I have been using mp3spi, tritonus and JLayer to process mp3 files. I am stuck up at one point where I need mp3 input stream / mp3 audio signal as floating point array. Please help!
Thanks
Have you tried using or sub-classing java.io.DataInputStream? Perhaps the readFloat() method is what you are looking for.
I want to change the volume of an audio file
and save the new file using java.sound.sampled.
I tried to use the mixer to create a source line
from the file given and a target line to the new file.
So that I can change the mixer settings to change the volume.
But the sound is being played to the system speaker.
Am I thinking along correct way or not?
Is there any other way to record a file from a line?
The code is available here
A solution I got is www.jsresources.org/examples/AmplitudeConverter.html.
But can the same be done within java.sound.sampled
without using external libraries.
To change the volume, if you don't use a "Control" (see the Java Sound Tutorials), there is the option of directly modifying the samples themselves.

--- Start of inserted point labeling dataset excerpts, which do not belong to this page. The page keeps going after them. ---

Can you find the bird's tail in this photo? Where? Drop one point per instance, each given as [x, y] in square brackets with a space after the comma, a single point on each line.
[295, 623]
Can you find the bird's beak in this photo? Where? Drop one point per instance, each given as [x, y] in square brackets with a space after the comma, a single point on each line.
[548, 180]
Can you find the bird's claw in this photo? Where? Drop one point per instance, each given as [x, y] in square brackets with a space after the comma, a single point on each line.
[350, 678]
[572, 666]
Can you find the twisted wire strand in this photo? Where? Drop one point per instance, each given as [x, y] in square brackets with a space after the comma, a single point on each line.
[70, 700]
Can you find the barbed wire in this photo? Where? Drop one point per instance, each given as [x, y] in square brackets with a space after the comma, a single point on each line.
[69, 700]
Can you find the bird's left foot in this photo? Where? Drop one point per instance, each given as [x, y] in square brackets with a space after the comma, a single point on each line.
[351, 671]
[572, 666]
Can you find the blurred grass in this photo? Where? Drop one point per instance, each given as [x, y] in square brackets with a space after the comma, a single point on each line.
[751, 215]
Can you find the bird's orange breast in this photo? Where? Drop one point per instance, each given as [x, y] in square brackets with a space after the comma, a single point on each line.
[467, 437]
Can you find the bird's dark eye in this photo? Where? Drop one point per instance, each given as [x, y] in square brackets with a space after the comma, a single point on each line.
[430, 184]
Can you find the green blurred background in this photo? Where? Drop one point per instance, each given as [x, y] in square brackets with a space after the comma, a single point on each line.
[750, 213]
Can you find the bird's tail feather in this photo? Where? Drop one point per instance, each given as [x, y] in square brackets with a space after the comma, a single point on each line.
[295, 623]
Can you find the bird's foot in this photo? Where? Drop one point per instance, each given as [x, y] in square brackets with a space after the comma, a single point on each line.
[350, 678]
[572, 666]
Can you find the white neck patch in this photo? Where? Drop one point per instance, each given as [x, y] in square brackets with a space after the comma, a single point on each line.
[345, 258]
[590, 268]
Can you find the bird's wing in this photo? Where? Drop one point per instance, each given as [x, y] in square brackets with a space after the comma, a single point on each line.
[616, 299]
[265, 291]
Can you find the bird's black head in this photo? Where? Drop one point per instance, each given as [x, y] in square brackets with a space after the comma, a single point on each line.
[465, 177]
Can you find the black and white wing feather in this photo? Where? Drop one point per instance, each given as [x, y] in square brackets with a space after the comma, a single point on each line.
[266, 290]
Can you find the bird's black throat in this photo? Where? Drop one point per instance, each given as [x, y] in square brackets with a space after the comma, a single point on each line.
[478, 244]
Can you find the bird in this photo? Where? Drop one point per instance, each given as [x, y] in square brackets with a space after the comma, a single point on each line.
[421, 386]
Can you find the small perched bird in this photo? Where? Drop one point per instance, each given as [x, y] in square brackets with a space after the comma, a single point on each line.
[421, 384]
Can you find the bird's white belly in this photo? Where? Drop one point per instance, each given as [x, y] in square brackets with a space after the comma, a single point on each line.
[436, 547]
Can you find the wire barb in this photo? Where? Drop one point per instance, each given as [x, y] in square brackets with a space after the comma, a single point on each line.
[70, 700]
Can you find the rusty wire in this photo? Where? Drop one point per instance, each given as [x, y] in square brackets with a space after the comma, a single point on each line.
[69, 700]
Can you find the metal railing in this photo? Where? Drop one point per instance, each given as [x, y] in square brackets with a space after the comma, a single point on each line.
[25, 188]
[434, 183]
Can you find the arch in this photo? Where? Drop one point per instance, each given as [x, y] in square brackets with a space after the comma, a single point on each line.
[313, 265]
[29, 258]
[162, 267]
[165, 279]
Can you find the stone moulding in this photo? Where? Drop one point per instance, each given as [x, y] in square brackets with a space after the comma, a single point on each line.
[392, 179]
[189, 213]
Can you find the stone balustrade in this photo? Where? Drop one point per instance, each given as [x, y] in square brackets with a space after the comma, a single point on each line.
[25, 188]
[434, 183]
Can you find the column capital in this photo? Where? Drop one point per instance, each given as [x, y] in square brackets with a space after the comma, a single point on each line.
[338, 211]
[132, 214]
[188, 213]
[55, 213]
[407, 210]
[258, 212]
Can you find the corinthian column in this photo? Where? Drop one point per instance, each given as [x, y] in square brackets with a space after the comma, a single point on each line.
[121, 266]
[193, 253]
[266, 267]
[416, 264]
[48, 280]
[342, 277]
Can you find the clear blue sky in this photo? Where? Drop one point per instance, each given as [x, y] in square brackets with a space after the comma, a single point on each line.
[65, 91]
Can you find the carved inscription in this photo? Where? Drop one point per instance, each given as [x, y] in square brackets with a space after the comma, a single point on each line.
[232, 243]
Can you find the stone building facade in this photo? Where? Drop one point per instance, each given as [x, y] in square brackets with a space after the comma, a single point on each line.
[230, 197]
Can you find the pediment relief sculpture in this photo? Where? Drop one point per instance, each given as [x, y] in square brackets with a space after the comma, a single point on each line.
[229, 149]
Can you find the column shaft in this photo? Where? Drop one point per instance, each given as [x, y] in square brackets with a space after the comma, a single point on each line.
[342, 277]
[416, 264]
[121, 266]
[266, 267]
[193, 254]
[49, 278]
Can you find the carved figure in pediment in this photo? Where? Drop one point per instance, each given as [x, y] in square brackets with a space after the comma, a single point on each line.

In your innermost loop, convert the bytes in the innermost buffer into a sample (if it is WAV 16-bit encoding, then you need to put the two bytes together to make the single SHORT value), then multiply that value by a float that ranges from 0 to 1, where 0 is the quietest and 1 leaves the sound at full volume. Then take the result and break it back down into two bytes and pass it along.
Do you need the code to do this? There are several other posts here where folks convert from bytes to INTs or Float and back.
Hmmm. This question is pretty old. Well maybe my answer will help someone new to the same problem.